Table 1 shows the penalty which can occur when pigs have to work too hard for their feed and I have taken the liberty of extrapolating work done 14 years ago into cost-penalty terms, i.e. meat per tonne of food foregone. This shows that not getting the feeder gap right for the age of pig was equivalent, in those days, to the producer having to pay 14% more for his food.
Things seem much the same today, as American and Canadian researchers have recently found very similar penalties, which I have again calculated out into MTF terms (so much better for pig farmers than the FCR-worsening measurement which researchers still use). The penalty this time was over 20 kg less MTF – but to a heavier slaughter weight than in the Europe of 1995.
Table 1. Incorrect feeder adjustment equals a 14% hike in feed costs.
Too little (a) Adequate (b) Difference
Days to 100 kg 96.3 82.8 13.6 days
Food eaten per pig (kg) 189.7 182.9 5
Saleable meat/tonne of feed (kg) 270 288 +18 (6.7%)

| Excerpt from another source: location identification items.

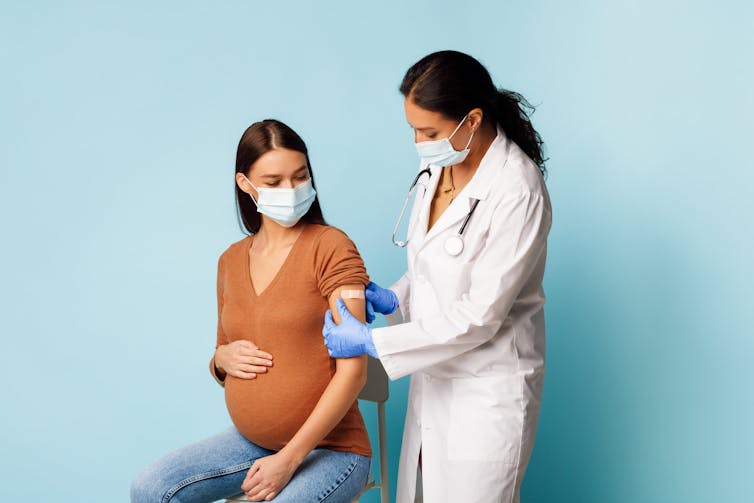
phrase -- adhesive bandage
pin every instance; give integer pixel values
(352, 294)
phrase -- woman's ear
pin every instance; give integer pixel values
(476, 116)
(244, 185)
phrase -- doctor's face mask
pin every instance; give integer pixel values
(435, 152)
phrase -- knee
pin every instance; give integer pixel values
(147, 487)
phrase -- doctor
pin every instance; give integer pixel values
(467, 319)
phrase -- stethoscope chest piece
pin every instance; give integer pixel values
(454, 246)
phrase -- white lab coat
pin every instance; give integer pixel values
(470, 331)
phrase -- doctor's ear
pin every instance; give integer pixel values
(243, 183)
(476, 116)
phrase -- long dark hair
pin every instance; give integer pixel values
(452, 83)
(258, 139)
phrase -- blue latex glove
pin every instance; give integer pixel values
(380, 300)
(350, 338)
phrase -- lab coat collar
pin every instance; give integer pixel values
(477, 188)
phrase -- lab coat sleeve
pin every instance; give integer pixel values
(514, 243)
(402, 289)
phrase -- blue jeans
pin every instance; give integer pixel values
(215, 468)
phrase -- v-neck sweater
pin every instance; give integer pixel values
(285, 320)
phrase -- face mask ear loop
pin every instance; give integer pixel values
(469, 142)
(458, 127)
(255, 188)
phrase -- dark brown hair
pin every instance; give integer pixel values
(257, 140)
(453, 83)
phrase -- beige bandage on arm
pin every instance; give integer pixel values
(352, 294)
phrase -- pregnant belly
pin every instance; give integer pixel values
(270, 409)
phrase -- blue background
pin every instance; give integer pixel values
(118, 130)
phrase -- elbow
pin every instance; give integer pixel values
(361, 376)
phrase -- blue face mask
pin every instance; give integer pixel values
(285, 206)
(441, 152)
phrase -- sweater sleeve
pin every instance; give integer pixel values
(337, 262)
(221, 337)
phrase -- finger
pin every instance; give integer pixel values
(246, 344)
(262, 354)
(246, 485)
(258, 353)
(258, 492)
(242, 375)
(329, 323)
(252, 369)
(343, 311)
(254, 360)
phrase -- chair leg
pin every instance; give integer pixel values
(382, 428)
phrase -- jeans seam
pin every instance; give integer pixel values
(203, 476)
(339, 481)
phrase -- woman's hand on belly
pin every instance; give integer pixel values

Feeders preset, not adjusted
Feeders adjusted according to consumption residues
Evenness matters, too
Those of you who accompany me on my farm visits know that I am 'hot' on feeder throat gap management, so it was particularly interesting for me to see the following on a large Eastern European farm last year, which had four large nurseries. One was managed very well in this respect, and one very carelessly by a novice stockman. The difference in evenness (i.e. lack of variation particularly at shipping) of the two groups of pigs at 30 kg was obvious.
Now the owner is a remarkable man. Instead of rushing off to bawl out the errant stockman, he agreed to my cheeky suggestion (in the cause of science!) to leave things as they were for the moment and put through just one more batch and try to measure the difference in variation at shipping.

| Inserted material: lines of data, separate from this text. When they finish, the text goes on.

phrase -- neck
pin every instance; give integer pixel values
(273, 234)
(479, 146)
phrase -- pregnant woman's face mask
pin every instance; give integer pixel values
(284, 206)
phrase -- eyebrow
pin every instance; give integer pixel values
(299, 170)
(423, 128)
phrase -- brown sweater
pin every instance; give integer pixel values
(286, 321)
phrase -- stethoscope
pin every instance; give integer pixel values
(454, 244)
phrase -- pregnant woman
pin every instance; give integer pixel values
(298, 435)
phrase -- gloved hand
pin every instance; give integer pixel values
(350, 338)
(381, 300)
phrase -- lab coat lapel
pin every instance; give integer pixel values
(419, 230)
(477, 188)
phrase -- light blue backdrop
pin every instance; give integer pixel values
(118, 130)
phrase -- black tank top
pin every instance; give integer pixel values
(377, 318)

In return I would calculate just how much the difference in stockmanship was costing him at slaughter weight, which could use as an object lesson for all his (132!) workers.
The results have just come in (Table 2). They enable me to put some econometrics to the age-old problem of too wide a 'close-out' window and consequent inefficient use of expensive finishing accommodation – not to mention being obliged to ship out under weights. Or being forced to put the laggards into a spare pen elsewhere, which is often an all too bloody business in both senses of the word!
Assuming that finishing housing costs can be around 8% of total finished pig costs today, the results in Table 2 suggest that the inexperienced nursery stockman's casual attention to feeder management was costing my client a reduction in gross margin of 11%/pigs on underutilised housing costs alone.
Thankfully I was not there to witness the eventual interview!
Table 2. Effect of careful feeder throat* supervision on liveweight evenness at shipping.
Pigs remaining at less than Median of the variation in
shipping weight at shipping liveweight
Poor adjustment – less than
once weekly/feeder 87% 12 kg
Daily supervision and
adjustment if required 36% 5 kg
* Plate feeders
** Once 10% of the batch were estimated to have reached contract weight.